The question is sometimes asked how near does the telescope bring the Moon. It has been shown[1] that with a fifteen-inch telescope and perfect seeing a round black dot measuring 0.1″ in diameter can be seen on a white disk. This means that the telescope will show an object having only 1-300 the diameter that can be seen with the naked eye. This would be equivalent to bringing the Moon within 1-300 of its real distance, or about 800 miles, and this is probably as near as it has ever been practically brought by any instrument. An investigation by another method, made at Arequipa, indicated that the least distance for a twelve-inch telescope was about 1,000 miles,[2] As we have just seen, our largest telescopes are not located where the seeing is perfect, but if they were moved to a tropical climate they might perhaps occasionally, under the most favourable possible conditions, bring the Moon to within 300 miles.

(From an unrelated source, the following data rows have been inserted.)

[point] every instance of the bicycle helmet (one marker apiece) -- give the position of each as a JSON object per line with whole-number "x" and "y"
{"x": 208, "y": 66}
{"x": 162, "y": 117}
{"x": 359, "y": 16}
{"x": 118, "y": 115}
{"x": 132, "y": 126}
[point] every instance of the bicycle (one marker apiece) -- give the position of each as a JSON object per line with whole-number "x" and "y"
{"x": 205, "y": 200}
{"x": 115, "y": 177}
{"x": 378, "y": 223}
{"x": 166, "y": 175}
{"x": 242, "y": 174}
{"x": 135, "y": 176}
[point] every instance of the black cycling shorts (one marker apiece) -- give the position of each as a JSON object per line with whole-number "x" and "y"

With perfect seeing the fifteen-inch telescope would show an absolutely black object on the Moon that measured only 600 feet in diameter. If the seeing were such as we usually have in the northern United States and Europe, it might have to be half a mile in diameter. If it were not black it would have to be still larger. Under perfect seeing, a black object a mile long would be seen if it were only 100 feet in breadth. Since an astronomical telescope turns all objects upside down, and since for northern observers most of the interesting objects in the heavens pass to the south of the zenith, it was the custom of the earlier astronomers to represent all astronomical objects, with the exception of star maps drawn on a small scale, with south at the top. This custom is still maintained, and has been followed in the present volume. The irregular line separating the bright from the dark portion of the Moon is called the terminator; the smooth edge of the Moon is called the limb. The large dark plains on the Moon visible to the naked eye are called the maria, from the Latin mare, a sea. The edge of the Moon toward the western horizon is called the preceding or western limb; the other edge is called the following or eastern limb. This, it will be noted, brings the points of the compass in the reverse order from what they appear upon a terrestrial map. Longitude upon the Moon is reckoned east and west from a central meridian, west longitude being usually considered positive and east longitude negative. For many purposes, however, it is more convenient to reckon longitude from the central meridian east round through 360°. This, to distinguish it from the other, is known as the colongitude.

  1. Annals of Harvard College Observatory, XXXII., p. 147.